Ketika turun ayat: “Dan berilah peringatan kepada kerabat-kerabatmu yang dekat,” Nabi naik ke Bukit Shofa lalu menyeru: “Wahai Bani Fihr, wahai Bani ‘Adi,” kepada kabilah-kabilah Quroisy hingga mereka berkumpul, apabila seorang lelaki tidak bisa keluar maka dia mengutus utusan untuk melihat apa yang terjadi, lalu datanglah Abu Lahab dan kaum Quroisy, maka beliau bersabda: “Bagaimana pendapat kalian jika aku kabarkan kepada kalian bahwa ada pasukan berkuda di lembah yang ingin menyerang kalian, apakah kalian membenarkanku?” Mereka menjawab: “Ya, kami tidak pernah mendapati darimu melainkan kejujuran.” Beliau bersabda: “Sesungguhnya aku adalah pemberi peringatan bagi kalian sebelum datangnya adzab yang pedih.” Maka Abu Lahab berkata: “Celakalah engkau sepanjang hari ini, apakah hanya untuk ini engkau mengumpulkan kami?” Lalu turunlah ayat: “Binasalah kedua tangan Abu Lahab dan benar-benar binasa…” (HR. Al-Bukhori no. 4770 dan Muslim no. 208)

 

Hadits 7: Siksaan Orang Kafir Quroisy dan Hijroh ke Habasyah

﴿ثُمَّ إِنَّ رَبَّكَ لِلَّذِينَ هَاجَرُوا مِنْ بَعْدِ مَا فُتِنُوا ثُمَّ جَاهَدُوا وَصَبَرُوا إِنَّ رَبَّكَ مِنْ بَعْدِهَا لَغَفُورٌ رَحِيمٌ

“Kemudian sesungguhnya Robb-mu bagi orang-orang yang berhijroh setelah mereka menderita ujian lalu mereka berjihad dan bersabar, sesungguhnya Robb-mu setelah itu benar-benar Maha Pengampun lagi Maha Penyayang.” (QS. An-Nahl: 110)

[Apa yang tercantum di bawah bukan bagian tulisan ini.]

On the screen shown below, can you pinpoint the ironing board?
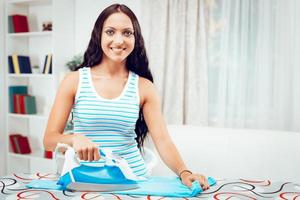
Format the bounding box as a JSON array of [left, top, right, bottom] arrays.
[[0, 173, 300, 200]]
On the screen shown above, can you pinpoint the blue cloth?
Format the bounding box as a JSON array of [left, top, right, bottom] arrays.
[[113, 176, 216, 197], [26, 176, 216, 197]]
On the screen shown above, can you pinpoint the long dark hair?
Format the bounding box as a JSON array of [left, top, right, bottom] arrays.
[[76, 4, 153, 148]]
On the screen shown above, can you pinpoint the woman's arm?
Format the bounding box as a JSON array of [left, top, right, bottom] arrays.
[[44, 72, 100, 161], [139, 78, 209, 189]]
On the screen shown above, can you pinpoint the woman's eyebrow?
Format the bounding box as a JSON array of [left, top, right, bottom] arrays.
[[104, 26, 133, 31]]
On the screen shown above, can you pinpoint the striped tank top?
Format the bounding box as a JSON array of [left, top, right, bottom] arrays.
[[73, 67, 147, 176]]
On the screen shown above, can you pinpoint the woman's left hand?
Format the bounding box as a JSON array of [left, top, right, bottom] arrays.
[[181, 172, 209, 190]]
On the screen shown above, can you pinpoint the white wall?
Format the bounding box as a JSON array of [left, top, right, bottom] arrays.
[[74, 0, 140, 54], [0, 0, 7, 176]]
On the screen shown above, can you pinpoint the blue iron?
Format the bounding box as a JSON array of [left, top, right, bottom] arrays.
[[58, 144, 140, 192]]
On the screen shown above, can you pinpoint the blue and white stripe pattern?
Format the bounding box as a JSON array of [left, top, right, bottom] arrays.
[[73, 67, 147, 176]]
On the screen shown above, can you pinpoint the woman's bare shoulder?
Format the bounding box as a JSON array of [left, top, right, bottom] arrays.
[[59, 71, 79, 95]]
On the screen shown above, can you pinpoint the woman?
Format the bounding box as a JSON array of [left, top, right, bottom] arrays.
[[44, 4, 209, 190]]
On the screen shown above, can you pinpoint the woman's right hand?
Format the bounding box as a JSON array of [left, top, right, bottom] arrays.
[[72, 134, 100, 162]]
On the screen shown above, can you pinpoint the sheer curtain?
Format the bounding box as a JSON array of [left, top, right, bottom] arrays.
[[141, 0, 208, 124], [207, 0, 300, 131]]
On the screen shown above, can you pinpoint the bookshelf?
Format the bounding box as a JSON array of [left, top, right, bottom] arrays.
[[4, 0, 74, 174]]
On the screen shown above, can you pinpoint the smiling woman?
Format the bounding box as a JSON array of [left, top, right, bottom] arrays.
[[44, 4, 209, 190]]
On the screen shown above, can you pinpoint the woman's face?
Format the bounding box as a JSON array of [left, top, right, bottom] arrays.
[[101, 12, 135, 62]]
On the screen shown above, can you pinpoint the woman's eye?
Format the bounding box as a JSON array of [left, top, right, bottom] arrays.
[[105, 30, 114, 35], [123, 31, 133, 37]]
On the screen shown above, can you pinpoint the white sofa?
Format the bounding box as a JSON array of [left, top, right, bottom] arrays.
[[146, 125, 300, 182]]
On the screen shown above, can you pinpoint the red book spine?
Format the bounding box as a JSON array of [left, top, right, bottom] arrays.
[[9, 134, 21, 153], [18, 136, 31, 154], [44, 151, 53, 159], [19, 95, 27, 114], [14, 94, 21, 113], [12, 15, 29, 33]]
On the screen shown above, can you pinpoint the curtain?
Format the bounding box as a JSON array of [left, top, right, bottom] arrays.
[[206, 0, 300, 131], [141, 0, 208, 125]]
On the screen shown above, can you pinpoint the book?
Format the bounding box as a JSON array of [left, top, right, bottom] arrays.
[[12, 54, 21, 74], [11, 15, 29, 33], [14, 94, 21, 113], [9, 133, 31, 154], [8, 85, 28, 113], [8, 16, 15, 33], [43, 54, 52, 74], [8, 54, 32, 74], [9, 134, 21, 153], [17, 136, 31, 154], [18, 55, 32, 74], [8, 56, 15, 74], [24, 95, 37, 114], [44, 150, 53, 159]]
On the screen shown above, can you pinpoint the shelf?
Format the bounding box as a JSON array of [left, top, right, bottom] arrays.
[[7, 0, 52, 6], [7, 74, 53, 78], [7, 31, 52, 37], [9, 150, 52, 160], [8, 113, 47, 119]]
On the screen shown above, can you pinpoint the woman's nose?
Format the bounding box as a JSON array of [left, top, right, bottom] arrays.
[[114, 34, 124, 44]]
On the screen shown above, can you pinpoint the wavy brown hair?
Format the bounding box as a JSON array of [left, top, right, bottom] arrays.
[[76, 4, 153, 148]]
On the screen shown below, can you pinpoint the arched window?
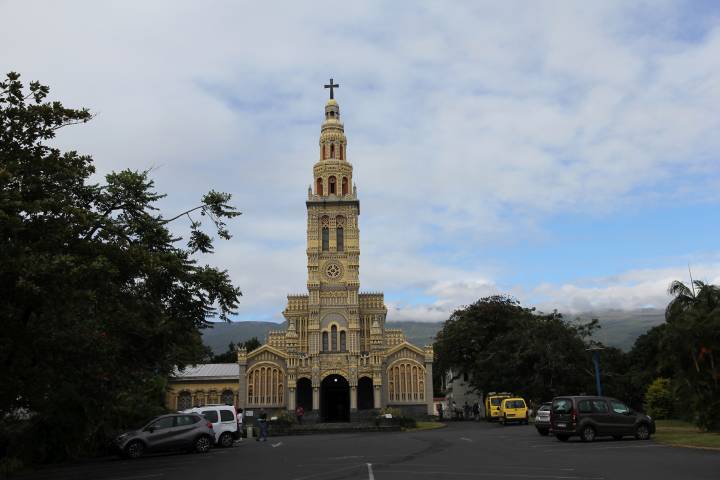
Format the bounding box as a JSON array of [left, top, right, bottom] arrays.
[[222, 390, 235, 405], [387, 361, 425, 403], [178, 392, 192, 410], [322, 227, 330, 252], [246, 363, 285, 405], [335, 227, 345, 252]]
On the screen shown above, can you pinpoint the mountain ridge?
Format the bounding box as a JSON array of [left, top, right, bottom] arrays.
[[203, 308, 665, 354]]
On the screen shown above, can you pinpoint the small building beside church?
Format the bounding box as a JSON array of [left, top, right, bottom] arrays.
[[167, 84, 434, 421]]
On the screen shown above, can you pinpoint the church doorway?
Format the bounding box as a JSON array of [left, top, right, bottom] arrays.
[[358, 377, 373, 410], [320, 375, 350, 422], [295, 378, 312, 413]]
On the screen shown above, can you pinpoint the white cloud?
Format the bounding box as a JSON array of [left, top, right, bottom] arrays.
[[0, 0, 720, 319]]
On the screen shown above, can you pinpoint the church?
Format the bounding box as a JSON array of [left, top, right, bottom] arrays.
[[167, 79, 433, 422]]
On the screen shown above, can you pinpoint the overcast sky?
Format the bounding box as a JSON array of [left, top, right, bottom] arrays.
[[0, 0, 720, 321]]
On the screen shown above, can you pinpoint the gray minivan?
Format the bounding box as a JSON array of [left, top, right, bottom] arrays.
[[550, 396, 655, 442], [115, 413, 215, 458]]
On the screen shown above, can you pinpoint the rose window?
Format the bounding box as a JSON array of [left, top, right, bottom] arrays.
[[325, 263, 342, 279]]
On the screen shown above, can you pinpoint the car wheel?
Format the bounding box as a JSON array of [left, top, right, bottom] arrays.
[[635, 423, 650, 440], [218, 432, 233, 448], [195, 435, 212, 453], [125, 440, 145, 458], [580, 425, 595, 442]]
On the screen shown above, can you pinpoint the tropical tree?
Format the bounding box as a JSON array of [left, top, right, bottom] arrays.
[[435, 296, 597, 400], [0, 73, 240, 461], [661, 281, 720, 430]]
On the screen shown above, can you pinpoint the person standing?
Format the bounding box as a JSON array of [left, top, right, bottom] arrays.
[[255, 408, 268, 442], [237, 408, 245, 442]]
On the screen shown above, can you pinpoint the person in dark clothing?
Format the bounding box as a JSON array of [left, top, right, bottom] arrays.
[[255, 408, 268, 442]]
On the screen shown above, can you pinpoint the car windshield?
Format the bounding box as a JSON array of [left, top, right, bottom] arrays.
[[552, 398, 572, 414]]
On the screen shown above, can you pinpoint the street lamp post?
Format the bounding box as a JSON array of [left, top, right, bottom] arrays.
[[587, 346, 603, 396]]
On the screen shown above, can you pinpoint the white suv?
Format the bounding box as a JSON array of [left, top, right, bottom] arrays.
[[183, 405, 240, 447]]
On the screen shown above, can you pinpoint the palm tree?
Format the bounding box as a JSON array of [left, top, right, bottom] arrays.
[[662, 281, 720, 429]]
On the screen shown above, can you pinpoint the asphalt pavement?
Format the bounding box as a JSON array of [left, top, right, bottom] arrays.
[[12, 422, 720, 480]]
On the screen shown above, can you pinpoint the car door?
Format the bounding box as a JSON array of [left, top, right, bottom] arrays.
[[591, 398, 615, 435], [173, 415, 203, 447], [145, 417, 175, 450], [610, 400, 635, 435]]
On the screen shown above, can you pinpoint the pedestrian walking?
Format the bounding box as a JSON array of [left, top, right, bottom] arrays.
[[255, 408, 268, 442]]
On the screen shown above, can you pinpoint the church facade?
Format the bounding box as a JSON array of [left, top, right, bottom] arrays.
[[168, 85, 433, 421]]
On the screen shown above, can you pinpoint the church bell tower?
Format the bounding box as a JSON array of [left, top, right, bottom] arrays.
[[306, 79, 360, 354]]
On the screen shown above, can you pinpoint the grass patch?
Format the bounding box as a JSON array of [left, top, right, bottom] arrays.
[[405, 422, 447, 432], [653, 420, 720, 450]]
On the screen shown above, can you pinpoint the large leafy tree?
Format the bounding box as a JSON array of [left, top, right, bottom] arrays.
[[661, 281, 720, 430], [435, 296, 597, 400], [0, 73, 240, 461]]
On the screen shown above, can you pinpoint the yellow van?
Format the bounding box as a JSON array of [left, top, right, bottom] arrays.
[[485, 392, 512, 422], [500, 397, 528, 425]]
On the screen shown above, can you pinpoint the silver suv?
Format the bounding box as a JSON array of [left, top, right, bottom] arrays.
[[115, 413, 215, 458]]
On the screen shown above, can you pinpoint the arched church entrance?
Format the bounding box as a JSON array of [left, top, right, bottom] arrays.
[[358, 377, 373, 410], [320, 375, 350, 422], [295, 378, 312, 413]]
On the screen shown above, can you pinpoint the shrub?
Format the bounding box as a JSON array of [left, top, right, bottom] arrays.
[[645, 378, 674, 419]]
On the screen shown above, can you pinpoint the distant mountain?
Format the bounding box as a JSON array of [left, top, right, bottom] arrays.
[[203, 309, 665, 353]]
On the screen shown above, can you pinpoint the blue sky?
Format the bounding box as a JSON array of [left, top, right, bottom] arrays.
[[0, 0, 720, 321]]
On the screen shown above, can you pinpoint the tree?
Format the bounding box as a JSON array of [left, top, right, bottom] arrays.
[[645, 378, 675, 419], [661, 281, 720, 430], [0, 73, 240, 461], [435, 296, 597, 400]]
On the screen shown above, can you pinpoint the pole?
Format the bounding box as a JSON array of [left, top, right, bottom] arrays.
[[593, 350, 602, 396]]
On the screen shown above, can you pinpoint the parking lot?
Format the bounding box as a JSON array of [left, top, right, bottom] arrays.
[[18, 422, 720, 480]]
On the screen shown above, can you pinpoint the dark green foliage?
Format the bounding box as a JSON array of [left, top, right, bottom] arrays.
[[660, 281, 720, 430], [0, 73, 240, 462], [435, 296, 597, 400], [645, 378, 675, 419]]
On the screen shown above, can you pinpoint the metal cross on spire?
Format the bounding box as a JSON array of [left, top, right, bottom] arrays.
[[325, 78, 340, 100]]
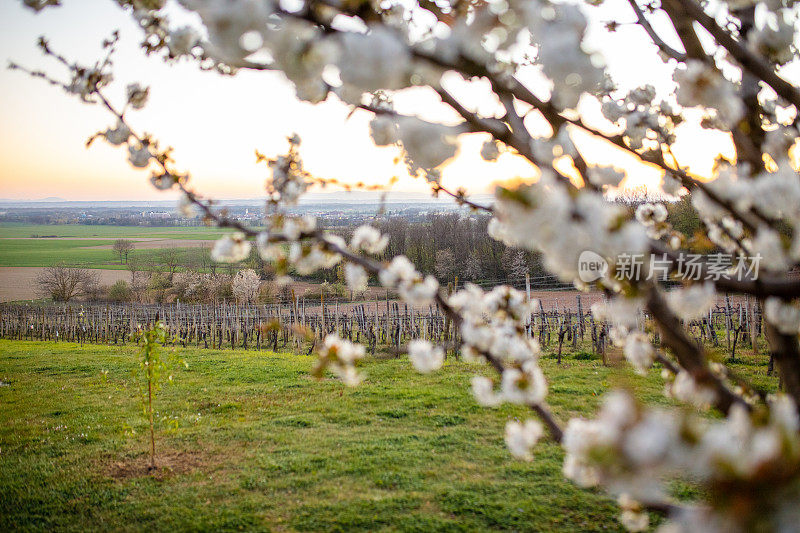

Dari Khobbab bin Al-Arott rodhiyallahu ‘anhu (37 H), beliau berkata:

شَكَوْنَا إِلَى رَسُولِ اللَّهِ ﷺ، وَهُوَ مُتَوَسِّدٌ بُرْدَةً لَهُ فِي ظِلِّ الكَعْبَةِ، قُلْنَا لَهُ: أَلاَ تَسْتَنْصِرُ لَنَا، أَلاَ تَدْعُو اللَّهَ لَنَا؟ قَالَ: «كَانَ الرَّجُلُ فِيمَنْ قَبْلَكُمْ يُحْفَرُ لَهُ فِي الأَرْضِ، فَيُجْعَلُ فِيهِ، فَيُجَاءُ بِالْمِنْشَارِ فَيُوضَعُ عَلَى رَأْسِهِ فَيُشَقُّ بِاثْنَتَيْنِ، وَمَا يَصُدُّهُ ذَلِكَ عَنْ دِينِهِ، وَيُمْشَطُ بِأَمْشَاطِ الحَدِيدِ مَا دُونَ لَحْمِهِ مِنْ عَظْمٍ أَوْ عَصَبٍ، وَمَا يَصُدُّهُ ذَلِكَ عَنْ دِينِهِ، وَاللَّهِ لَيُتِمَّنَّ هَذَا الأَمْرَ، حَتَّى يَسِيرَ الرَّاكِبُ مِنْ صَنْعَاءَ إِلَى حَضْرَمَوْتَ، لاَ يَخَافُ إِلَّا اللَّهَ، أَوِ الذِّئْبَ عَلَى غَنَمِهِ، وَلَكِنَّكُمْ تَسْتَعْجِلُونَ»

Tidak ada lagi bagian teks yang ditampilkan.